Efficient Two-stage Processing for Joint Sequence Model-based Thai Grapheme-to-Phoneme Conversion

Publication date: Available online 12 December 2018Source: Speech CommunicationAuthor(s): Anocha Rugchatjaroen, Sittipong Saychum, Sarawoot Kongyoung, Patcharika Chootrakool, Sawit Kasuriya, Chai WutiwiwatchaiAbstractThai grapheme-to-phoneme conversion (G2P) is a challenging task due to its difficulties found by many previous studies.

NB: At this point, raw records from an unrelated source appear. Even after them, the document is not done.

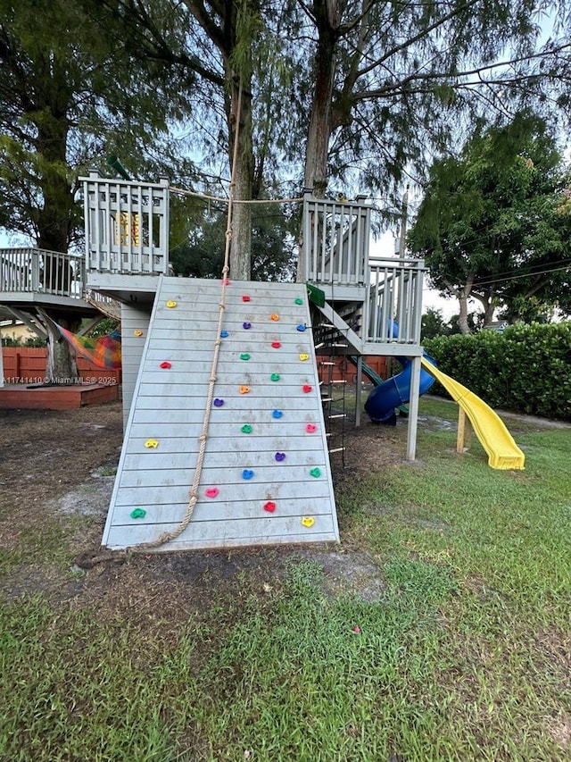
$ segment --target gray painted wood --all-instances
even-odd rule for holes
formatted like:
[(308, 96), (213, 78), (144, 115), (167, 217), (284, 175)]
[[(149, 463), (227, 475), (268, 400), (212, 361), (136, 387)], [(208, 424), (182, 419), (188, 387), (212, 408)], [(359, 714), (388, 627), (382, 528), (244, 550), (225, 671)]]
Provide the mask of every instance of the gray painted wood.
[[(148, 327), (142, 327), (141, 310), (126, 311), (124, 368), (135, 373), (137, 351), (141, 360), (103, 533), (108, 548), (152, 540), (185, 515), (219, 338), (220, 296), (219, 281), (165, 277)], [(226, 296), (223, 330), (228, 336), (221, 339), (214, 388), (214, 398), (224, 404), (211, 406), (199, 500), (189, 526), (158, 550), (337, 540), (312, 335), (309, 327), (298, 331), (309, 326), (305, 288), (231, 283)], [(170, 301), (176, 306), (167, 306)], [(276, 314), (278, 321), (271, 319)], [(136, 322), (146, 333), (137, 340)], [(275, 341), (280, 346), (272, 347)], [(249, 359), (241, 359), (244, 353)], [(164, 361), (171, 367), (161, 368)], [(272, 373), (279, 379), (271, 381)], [(244, 386), (249, 390), (241, 393)], [(242, 431), (246, 423), (251, 433)], [(156, 448), (145, 448), (150, 440)], [(277, 454), (286, 456), (277, 460)], [(244, 478), (244, 469), (251, 478)], [(214, 488), (216, 495), (207, 493)], [(275, 512), (264, 510), (268, 501), (276, 504)], [(134, 508), (145, 516), (131, 518)], [(314, 523), (308, 527), (302, 520), (310, 517)]]
[[(148, 337), (151, 314), (147, 309), (121, 304), (121, 355), (122, 355), (122, 397), (123, 430), (127, 429), (128, 413), (131, 408), (133, 392), (139, 373), (141, 357)], [(142, 336), (135, 331), (142, 331)]]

This paper introduces a novel two-stage processing for Thai G2P. The first stage uses Conditional Random Fields (CRF) to segment input text into pseudo-syllable (PS) units, the smallest unit with pronunciation inconfusable. This first CRF simultaneously segments input text into PS units and predicts the function of each character. Outputs from the first stage are used to efficiently align graphemes and phonemes, forming graphone joint sequences as input for the next stage. The second stage uses another CRF to model the graphone joint sequences. The character function predicted by the first stage is the cue to explicitly solve some critical Thai G2P difficulties such as hidden syllables often appeared in loan words and complicated character ordering. An evaluation is done using a large pronunciation dictionary that covers over 70% of Thai word usage. Experimental results show that 6.55% and 8.43% word error rates (WER) are obtained at the first and the second prediction states, while the overall G2P achieves a 9.94% WER. This is as much as 14.49% absolute improvement from a baseline model using Context Free Grammar (CFG) syllabification and sylla...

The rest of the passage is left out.